TWENTY-SIXTH LIST OF BUILDINGS OF SPECIAL ARCHITECTURAL OR HISTORICAL
INTEREST COMPILED UNDER SECTION 54 OF THE TOWN AND COUNTRY PLANNING ACT 1971

HUMBERSIDE
GLANFORD
5264

SE 9515 APPLEBY CARR LANE
(north side)

15/1 No 3 (Brooklyn) and No 5
(Anfield Cottage), garden
wall and outhouse
adjoining to rear

GV II

Pair of houses with garden wall and outhouse to rear. 1870s for Winn
Estate. House and outhouse of dressed limestone with red brick dressings
and stack, and yellow brick details; pantile roofs. Garden wall of red
brick.

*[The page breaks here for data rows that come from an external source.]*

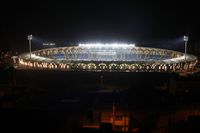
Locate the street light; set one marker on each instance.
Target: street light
(185, 38)
(30, 37)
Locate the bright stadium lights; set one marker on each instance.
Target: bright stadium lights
(112, 45)
(30, 37)
(185, 38)
(48, 44)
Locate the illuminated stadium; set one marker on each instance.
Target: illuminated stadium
(108, 57)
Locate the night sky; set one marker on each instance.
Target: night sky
(147, 23)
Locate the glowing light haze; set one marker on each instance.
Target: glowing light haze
(112, 45)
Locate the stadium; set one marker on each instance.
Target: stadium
(108, 58)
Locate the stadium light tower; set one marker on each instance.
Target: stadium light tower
(185, 38)
(30, 37)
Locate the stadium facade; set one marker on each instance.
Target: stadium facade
(108, 57)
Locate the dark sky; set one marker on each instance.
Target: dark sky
(67, 22)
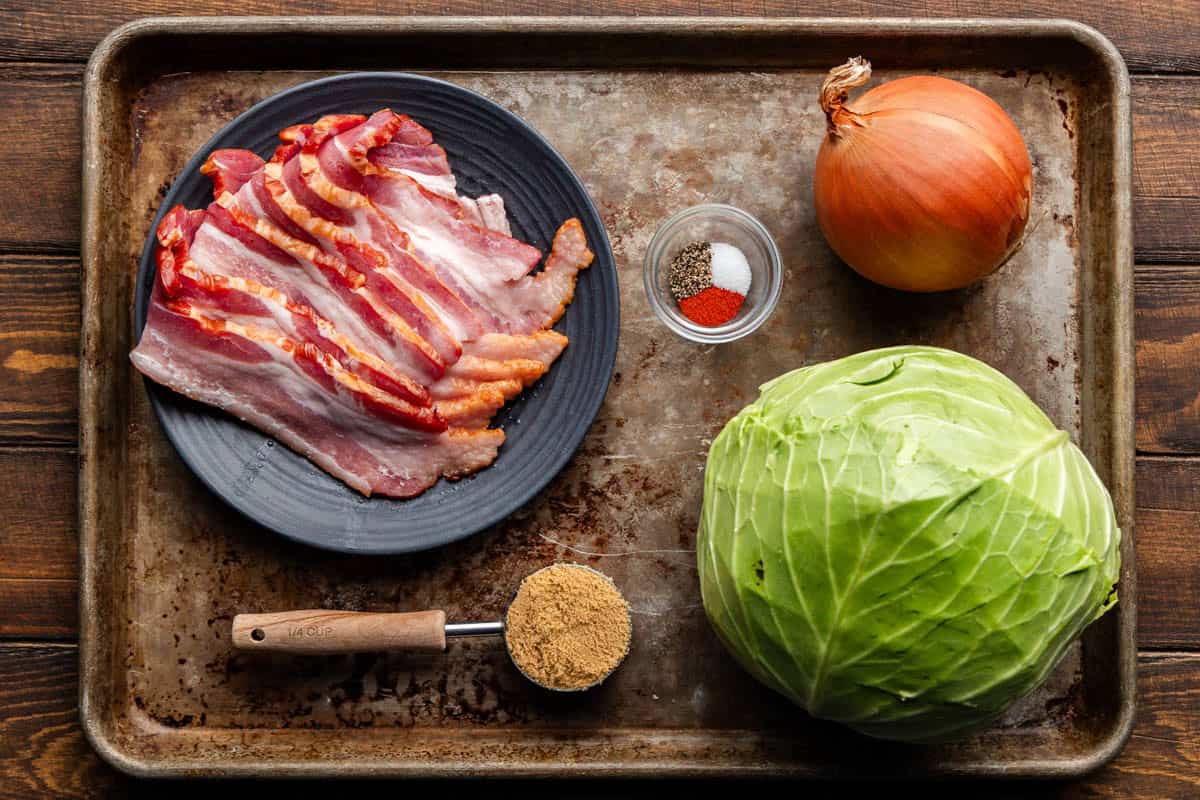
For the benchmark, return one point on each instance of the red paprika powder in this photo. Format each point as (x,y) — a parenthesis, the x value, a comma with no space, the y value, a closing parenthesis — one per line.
(712,307)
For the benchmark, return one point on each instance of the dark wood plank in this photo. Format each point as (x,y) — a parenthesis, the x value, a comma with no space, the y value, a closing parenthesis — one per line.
(1153,37)
(39,349)
(43,753)
(37,555)
(39,342)
(1168,558)
(40,162)
(42,750)
(1168,330)
(39,534)
(39,608)
(40,122)
(1167,169)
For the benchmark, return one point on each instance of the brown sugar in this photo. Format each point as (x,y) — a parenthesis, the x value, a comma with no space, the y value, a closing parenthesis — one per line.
(568,627)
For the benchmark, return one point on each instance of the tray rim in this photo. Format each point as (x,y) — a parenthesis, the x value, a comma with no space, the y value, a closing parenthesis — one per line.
(1121,449)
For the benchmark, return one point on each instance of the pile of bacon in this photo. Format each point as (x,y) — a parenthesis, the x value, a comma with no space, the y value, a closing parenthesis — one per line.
(346,300)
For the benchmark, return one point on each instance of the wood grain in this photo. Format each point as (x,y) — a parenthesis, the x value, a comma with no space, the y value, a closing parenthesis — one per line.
(1167,169)
(39,349)
(1168,558)
(1168,330)
(40,124)
(39,342)
(43,753)
(37,535)
(40,108)
(1158,36)
(37,590)
(329,631)
(42,750)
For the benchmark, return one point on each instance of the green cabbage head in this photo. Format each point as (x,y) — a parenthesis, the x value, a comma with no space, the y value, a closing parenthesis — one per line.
(903,541)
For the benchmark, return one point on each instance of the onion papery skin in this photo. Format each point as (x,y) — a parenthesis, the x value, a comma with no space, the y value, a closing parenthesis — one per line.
(923,185)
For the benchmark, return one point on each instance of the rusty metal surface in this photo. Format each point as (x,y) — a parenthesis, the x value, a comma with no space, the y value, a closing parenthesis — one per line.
(166,565)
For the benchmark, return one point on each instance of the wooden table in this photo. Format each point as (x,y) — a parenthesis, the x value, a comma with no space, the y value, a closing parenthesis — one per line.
(42,52)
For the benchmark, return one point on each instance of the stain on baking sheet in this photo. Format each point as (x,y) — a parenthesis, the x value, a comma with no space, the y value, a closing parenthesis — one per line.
(646,144)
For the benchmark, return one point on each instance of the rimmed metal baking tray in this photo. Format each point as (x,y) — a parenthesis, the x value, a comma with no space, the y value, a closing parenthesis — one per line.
(654,114)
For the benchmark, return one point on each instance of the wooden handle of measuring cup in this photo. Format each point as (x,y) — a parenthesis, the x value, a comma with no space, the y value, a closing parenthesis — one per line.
(328,632)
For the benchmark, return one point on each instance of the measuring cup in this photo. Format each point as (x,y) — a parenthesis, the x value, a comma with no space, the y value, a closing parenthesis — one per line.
(331,632)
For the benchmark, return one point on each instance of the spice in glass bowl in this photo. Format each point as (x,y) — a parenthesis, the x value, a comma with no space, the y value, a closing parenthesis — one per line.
(709,281)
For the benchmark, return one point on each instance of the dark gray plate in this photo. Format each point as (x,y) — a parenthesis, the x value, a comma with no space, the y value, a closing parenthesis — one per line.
(490,150)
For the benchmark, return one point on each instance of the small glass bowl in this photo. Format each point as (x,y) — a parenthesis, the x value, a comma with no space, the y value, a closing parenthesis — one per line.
(714,223)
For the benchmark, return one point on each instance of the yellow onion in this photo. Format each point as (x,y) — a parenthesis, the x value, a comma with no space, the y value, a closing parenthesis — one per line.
(924,185)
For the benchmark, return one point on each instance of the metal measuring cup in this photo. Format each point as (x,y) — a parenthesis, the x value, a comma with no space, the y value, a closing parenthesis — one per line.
(334,632)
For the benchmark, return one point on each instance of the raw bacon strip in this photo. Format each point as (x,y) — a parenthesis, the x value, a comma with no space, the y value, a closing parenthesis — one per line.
(240,299)
(384,263)
(457,310)
(333,282)
(441,236)
(353,445)
(389,317)
(231,169)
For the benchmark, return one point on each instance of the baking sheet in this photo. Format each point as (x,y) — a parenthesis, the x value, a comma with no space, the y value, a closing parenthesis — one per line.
(654,115)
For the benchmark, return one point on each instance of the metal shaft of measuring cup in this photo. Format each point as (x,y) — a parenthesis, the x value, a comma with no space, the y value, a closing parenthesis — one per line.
(474,629)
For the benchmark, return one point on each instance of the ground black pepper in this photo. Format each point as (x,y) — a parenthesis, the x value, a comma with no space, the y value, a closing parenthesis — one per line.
(691,270)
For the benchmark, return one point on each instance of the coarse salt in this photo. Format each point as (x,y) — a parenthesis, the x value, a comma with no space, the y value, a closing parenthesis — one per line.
(731,270)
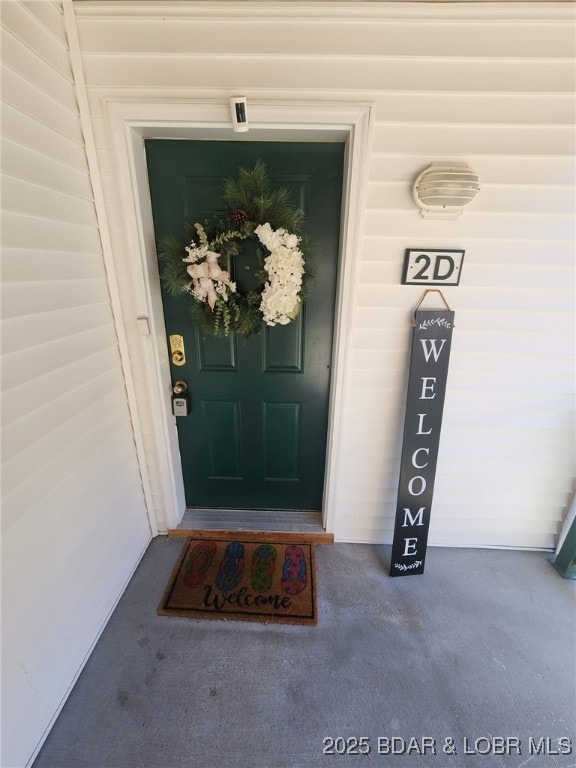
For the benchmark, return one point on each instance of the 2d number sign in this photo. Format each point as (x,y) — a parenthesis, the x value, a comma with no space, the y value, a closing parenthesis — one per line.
(432,267)
(431,342)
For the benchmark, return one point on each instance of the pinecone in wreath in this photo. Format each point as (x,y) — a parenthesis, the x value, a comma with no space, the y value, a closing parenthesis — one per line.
(239,217)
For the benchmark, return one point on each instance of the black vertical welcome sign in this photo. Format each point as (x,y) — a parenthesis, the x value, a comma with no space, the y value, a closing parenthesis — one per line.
(431,343)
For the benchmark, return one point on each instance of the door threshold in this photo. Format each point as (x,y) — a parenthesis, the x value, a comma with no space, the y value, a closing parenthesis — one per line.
(301,525)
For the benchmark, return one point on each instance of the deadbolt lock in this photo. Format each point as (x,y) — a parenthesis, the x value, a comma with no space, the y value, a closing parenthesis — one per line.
(180,387)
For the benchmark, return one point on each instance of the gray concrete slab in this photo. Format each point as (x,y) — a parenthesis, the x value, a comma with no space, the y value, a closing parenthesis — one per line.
(471,665)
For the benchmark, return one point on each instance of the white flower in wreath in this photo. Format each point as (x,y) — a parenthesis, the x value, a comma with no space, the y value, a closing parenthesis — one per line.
(285,269)
(209,280)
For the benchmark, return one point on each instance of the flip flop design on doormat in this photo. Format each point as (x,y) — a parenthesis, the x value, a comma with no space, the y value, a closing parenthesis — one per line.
(243,579)
(231,567)
(199,562)
(294,577)
(263,565)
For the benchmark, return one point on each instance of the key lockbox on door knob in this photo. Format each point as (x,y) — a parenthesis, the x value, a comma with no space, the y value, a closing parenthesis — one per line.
(180,399)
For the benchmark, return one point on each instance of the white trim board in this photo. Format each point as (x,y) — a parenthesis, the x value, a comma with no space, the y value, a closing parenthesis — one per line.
(130,123)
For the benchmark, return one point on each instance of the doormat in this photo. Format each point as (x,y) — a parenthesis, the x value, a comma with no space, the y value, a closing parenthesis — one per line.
(243,581)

T-shaped on plan: each house with parlour to front, entrance porch
and stairs to side, kitchen and pantry to rear. Projecting 2-storey, 2-bay
twin-gabled wing to front with flanking porches to side elevations.
Chamfered plinth, raised quoins. Two 3-light ground-floor casements. 3-
course first-floor band with central cogged yellow brick course. Similar,
smaller first-floor windows. All windows with wooden mullions and glazing
bars in raised brick surrounds with painted sills and rubbed-brick cambered
arches. Short sections of 3-course stepped and cogged brick cornice to
centre and sides, continued as raking cornices, forming broken pediments to
twin half-hipped gables with overhanging eaves and plain bargeboards. Large
central stack with brick band, stepped and cogged yellow brick cornice and 8
square-section corniced pots. Side elevations: lean-to porches with
overhanging roofs carried on corbelled timber brackets; board doors with 3
vertical battens beneath 2-pane overlights in chamfered wooden reveals and
brick surrounds. Single 2-light ground-floor windows; 3-course stepped and
cogged brick first-floor bands, 3-light first-floor windows. Windows,
cogged eaves cornice, broken pediment and bargeboards to half-hipped roofs
similar to front. Brick-coped wall separating the gardens to the rear
connects with single-storey outhouse with plinth, quoins, board doors and
cogged brick eaves and raking cornices to half-hipped gables similar to
house. Included as an example of the series of houses built in the village
for Rowland Winn of Nostell, later Lord St Oswald, from plans published by
the Salopian Society. Included for group value. N J Lyons, Small Houses
since 1750 in North-West Lincolnshire, 1985, xiii, pl 14.